“Ada dua kata kunci yang menjadi amanat, yaitu pembinaan dan pengembangan,” ujar Intelektual sekaligus penulis NU, KH Ahmad Baso, dalam keterangannya, dikutip Sabtu, 8 Agustus 2026.
Menurut Ahmad Baso, yang terjadi selama lima tahun terakhir justru menunjukkan kecenderungan sebaliknya. Program organisasi dinilai lebih banyak berorientasi ke atas dan sibuk membangun berbagai akses, termasuk berkaitan dengan persoalan tambang dan kepentingan lainnya.
“Namun apa yang terjadi selama lima tahun? Maaf, program yang dijalankan lebih banyak berorientasi ke atas, sibuk mencari berbagai akses, termasuk urusan tambang. Akibatnya, program-program untuk jamaah nyaris habis sama sekali,” katanya.
Ahmad Baso bahkan menilai pembinaan dan pengembangan jam’iyah tidak berjalan secara optimal. Ia menyebut pembinaan maupun pengembangan organisasi berada pada kondisi yang sangat memprihatinkan.
“Pembinaan nol besar, pengembangan juga nol besar,” tegasnya.
Ia pun menyoroti persoalan pembinaan di lingkungan internal Pengurus Besar Nahdlatul Ulama (PBNU). Menurut Ahmad Baso, kelompok yang disebutnya sebagai kelompok kanan justru lebih mendominasi di internal organisasi.
“Dalam aspek pembinaan, kelompok kanan justru lebih mendominasi di internal PBNU. Di sinilah letak persoalannya. Lebih percaya kepada orang luar daripada kepada internal sendiri yang seharusnya menjadi rujukan,” ujarnya.
Ahmad Baso menilai kondisi tersebut merupakan contoh terjadinya penyimpangan dari khittah organisasi. Ia mengingatkan kembali pesan Hadratussyaikh KH Hasyim Asy’ari mengenai mandat para ulama dalam menjalankan organisasi NU.

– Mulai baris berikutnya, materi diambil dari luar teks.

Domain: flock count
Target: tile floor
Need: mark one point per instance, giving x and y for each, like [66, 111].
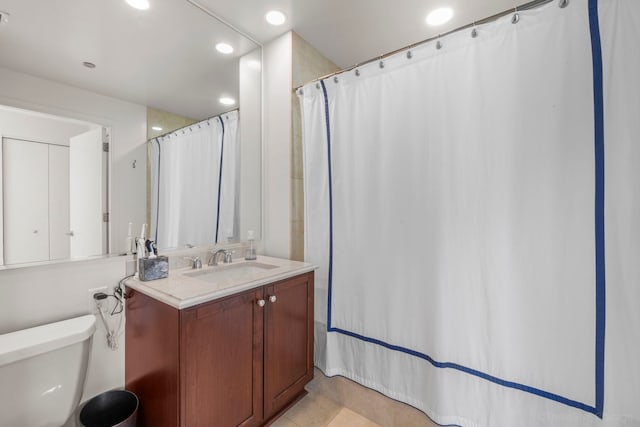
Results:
[339, 402]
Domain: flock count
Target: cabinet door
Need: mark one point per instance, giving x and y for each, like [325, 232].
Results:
[221, 355]
[288, 347]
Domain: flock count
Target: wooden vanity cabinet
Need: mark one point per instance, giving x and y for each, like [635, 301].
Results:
[230, 362]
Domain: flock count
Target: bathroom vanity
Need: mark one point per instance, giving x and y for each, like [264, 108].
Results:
[228, 345]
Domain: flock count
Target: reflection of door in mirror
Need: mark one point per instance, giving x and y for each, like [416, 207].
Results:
[53, 188]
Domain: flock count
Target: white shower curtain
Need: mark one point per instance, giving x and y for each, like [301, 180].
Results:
[455, 203]
[194, 178]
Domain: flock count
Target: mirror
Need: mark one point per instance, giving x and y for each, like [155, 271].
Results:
[163, 59]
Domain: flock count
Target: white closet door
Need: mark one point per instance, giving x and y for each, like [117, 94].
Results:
[86, 193]
[26, 201]
[59, 202]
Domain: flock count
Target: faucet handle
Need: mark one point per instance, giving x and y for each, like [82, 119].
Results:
[197, 263]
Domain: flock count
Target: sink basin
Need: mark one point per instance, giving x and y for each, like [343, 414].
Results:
[230, 271]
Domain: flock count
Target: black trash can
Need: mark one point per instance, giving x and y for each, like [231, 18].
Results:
[115, 408]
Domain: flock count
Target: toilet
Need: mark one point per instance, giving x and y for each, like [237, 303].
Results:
[42, 372]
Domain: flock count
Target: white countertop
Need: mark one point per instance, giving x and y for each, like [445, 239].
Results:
[181, 291]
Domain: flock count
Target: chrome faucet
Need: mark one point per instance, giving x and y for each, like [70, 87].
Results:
[195, 260]
[213, 260]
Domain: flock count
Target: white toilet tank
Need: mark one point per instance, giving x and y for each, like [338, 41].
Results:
[42, 372]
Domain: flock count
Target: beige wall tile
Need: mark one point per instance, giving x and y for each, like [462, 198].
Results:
[297, 240]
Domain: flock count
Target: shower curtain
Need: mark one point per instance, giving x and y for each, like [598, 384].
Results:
[473, 206]
[194, 183]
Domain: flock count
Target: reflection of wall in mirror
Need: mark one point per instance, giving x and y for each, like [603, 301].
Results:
[36, 187]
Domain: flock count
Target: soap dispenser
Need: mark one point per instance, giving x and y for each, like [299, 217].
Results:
[250, 255]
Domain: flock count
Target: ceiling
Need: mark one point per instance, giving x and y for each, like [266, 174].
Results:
[352, 31]
[164, 57]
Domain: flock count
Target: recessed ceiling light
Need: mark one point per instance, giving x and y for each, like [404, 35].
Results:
[440, 16]
[139, 4]
[227, 101]
[275, 17]
[224, 48]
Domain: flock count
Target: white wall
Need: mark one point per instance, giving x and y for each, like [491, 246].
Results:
[277, 146]
[128, 123]
[38, 127]
[36, 295]
[250, 143]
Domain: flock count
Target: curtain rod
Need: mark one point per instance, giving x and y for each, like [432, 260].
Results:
[192, 124]
[527, 6]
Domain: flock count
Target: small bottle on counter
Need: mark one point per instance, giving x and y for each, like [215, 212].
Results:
[251, 248]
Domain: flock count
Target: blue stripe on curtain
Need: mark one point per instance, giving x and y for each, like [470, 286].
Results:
[597, 408]
[220, 179]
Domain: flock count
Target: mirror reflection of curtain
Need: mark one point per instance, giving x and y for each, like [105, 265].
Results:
[194, 179]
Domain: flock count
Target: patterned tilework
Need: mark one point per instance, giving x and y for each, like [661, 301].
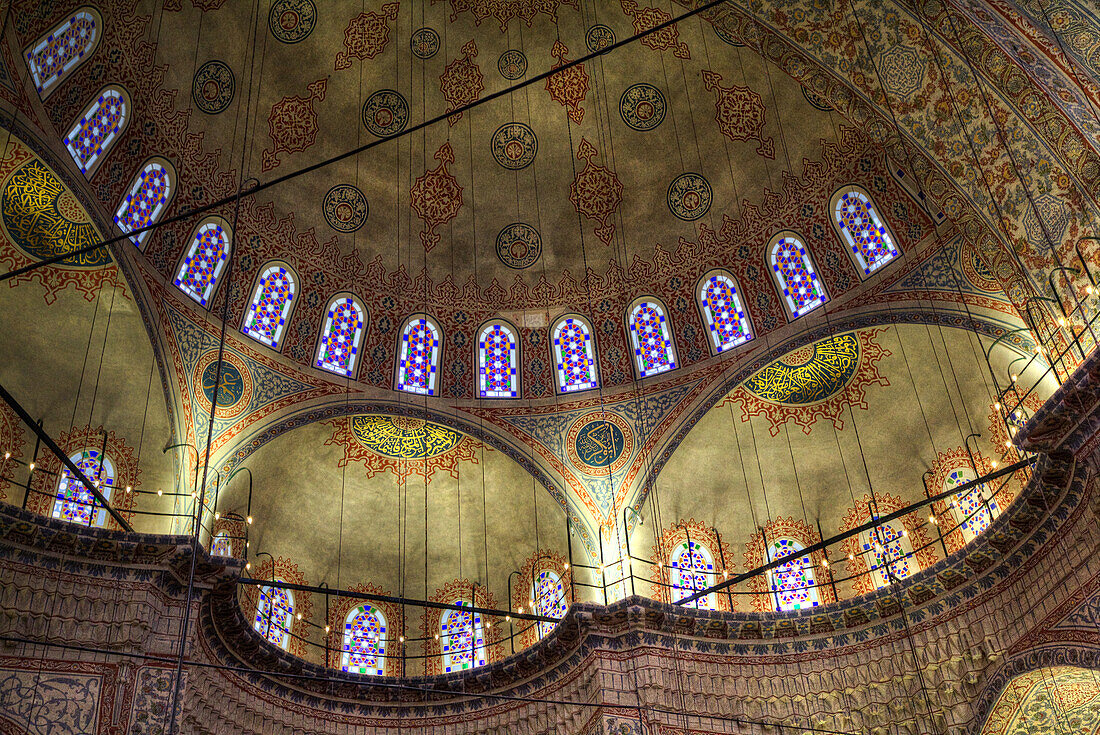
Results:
[865, 231]
[199, 272]
[496, 359]
[575, 355]
[418, 361]
[652, 339]
[97, 129]
[271, 305]
[341, 337]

Menurutnya, amanah tersebut tidak terlepas dari misi li ishlahi al-masa’il ad-diniyyah wal-ijtima’iyyah, yakni melakukan perbaikan dalam persoalan keagamaan dan kemasyarakatan.
“Ini menjadi contoh bahwa telah terjadi pelanggaran terhadap khittah organisasi. Hadratussyaikh Hasyim Asy’ari telah berpesan kepada para ulama agar mengemban amanah ini li ishlahi al-masa’il ad-diniyyah wal-ijtima’iyyah, untuk melakukan perbaikan dalam urusan keagamaan dan kemasyarakatan,” jelasnya.
Atas dasar itu, Ahmad Baso menilai kepemimpinan yang tidak menjalankan mandat perbaikan tersebut tidak layak mendapatkan mandat kembali.
Ia menyebut persoalan tersebut bukan hanya menyangkut aspek politik organisasi, tetapi juga berkaitan dengan tanggung jawab moral atas amanah yang telah diberikan.
“Oleh karena itu, jangan lagi memilih pemimpin yang telah melanggar amanah organisasi, yang baiatnya sudah batal sejak ia tidak menjalankan mandat tersebut. Ini menjadi catatan bagi kita semua,” pungkasnya.